I remember seeing Kermit Ruffins at Grundy’s Music Room, a subterranean jazz club on Birmingham’s rough and tumble Northside when I was an 18 year old kid fresh out of the hollers of Eastern Kentucky-what seems like a million or so years ago now.
This was my introduction to New Orleans Jazz played by a true believer who could hold sway over a room like a master player twice his age. I’ll never forget that show and in spite of seeing Kermit dozens of times since then, it’s still my favorite performance of his to this day.
So when I found out Kermit has his own club in the Treme neighborhood of New Orleans I was determined to visit, have a drink or two and hopefully get lucky enough to catch a set from the man himself.
Hoofing north out of the Marigny some folks definitely find my presence interesting once I cross St. Claude. While it wouldn’t be the best part of town to be strolling around in at 3 in the morning I reckon I’ll be alright as long as the sun’s high in the sky.
Sidney’s Saloon is a stone’s throw from Rampart Food Store one of the finest, cheapest po boy shops in town and not too far from Hi Ho Lounge one of the great old school punk rock bars of New Orleans.
Walking in a group of older Black cats all swivel around to see who’s coming into their spot.
Everybody’s nice and friendly at Sidneys. I pull up a barstool, order a bourbon and soda and set back to take in the scene.
It’s a good one.
The conversation is all about food. Chicken in particular.
“I’m like a surgeon, I dissect that ol bird”. One fellow claims. He continues on explaining his cooking technique. Another fellow’s opinion differs. “You can’t take the bone out-YOU GONNA GET A DRY HEN CARRYING ON LIKE THAT”. He raises his voice to demonstrate how important the bone is.
The talk of smothered chicken and gravy goes on for awhile as I content myself with my high dollar [$5] well drink. The bar room is nice and small. I inquire as to whether Kermit might be around later and the bartender tells me he’s playing an afternoon party up in Baton Rouge but he has been known to blow his horn a bit at Sydney’s every once in awhile.
The walls are covered with all sorts of Kermit ephemera. I particularly like that his phone number is posted in giant block letters right by the front door. He won’t be hard to get in touch with if somebody needs him while they hang out at his saloon.

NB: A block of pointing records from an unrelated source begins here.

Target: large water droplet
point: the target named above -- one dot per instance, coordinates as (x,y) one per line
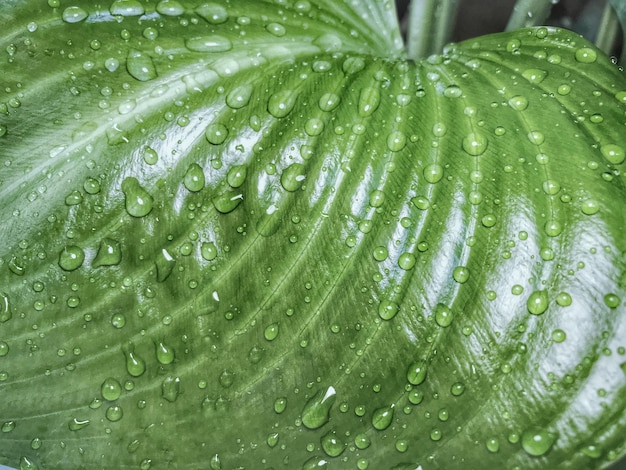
(316,411)
(126,8)
(281,103)
(139,202)
(382,418)
(213,13)
(194,178)
(109,253)
(140,66)
(212,43)
(74,14)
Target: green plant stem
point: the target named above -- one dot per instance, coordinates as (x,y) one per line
(529,13)
(431,23)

I finish my drink and say my goodbyes to a crescendo of “Noooo, you can’t be taking off like that…we just getting started”.

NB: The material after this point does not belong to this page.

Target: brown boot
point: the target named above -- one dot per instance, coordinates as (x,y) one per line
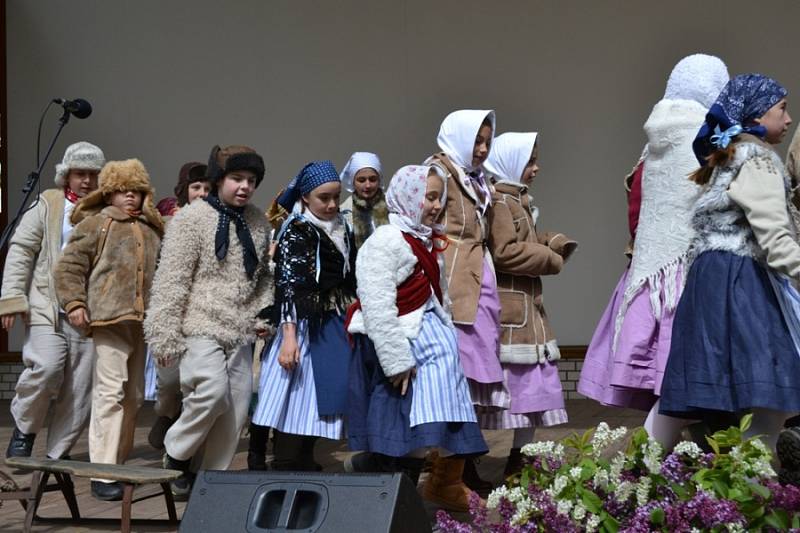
(444,486)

I explain that I’ve come from Texas and I appreciate the hospitality but I’ve got to head back to the Inn to get cleaned up for a Sugar Pie DeSanto show tonight.
They can’t believe the near 80 year old Sugar Pie is still around and playing this very night so I’m [grudgingly] allowed to leave.
Walking into the clear Autumn light of the 7th Ward on a sunny afternoon with the whole world in front of you and a great hang in your rearview mirror has to be the finest way I can think of to spend a Saturday afternoon in New Orleans.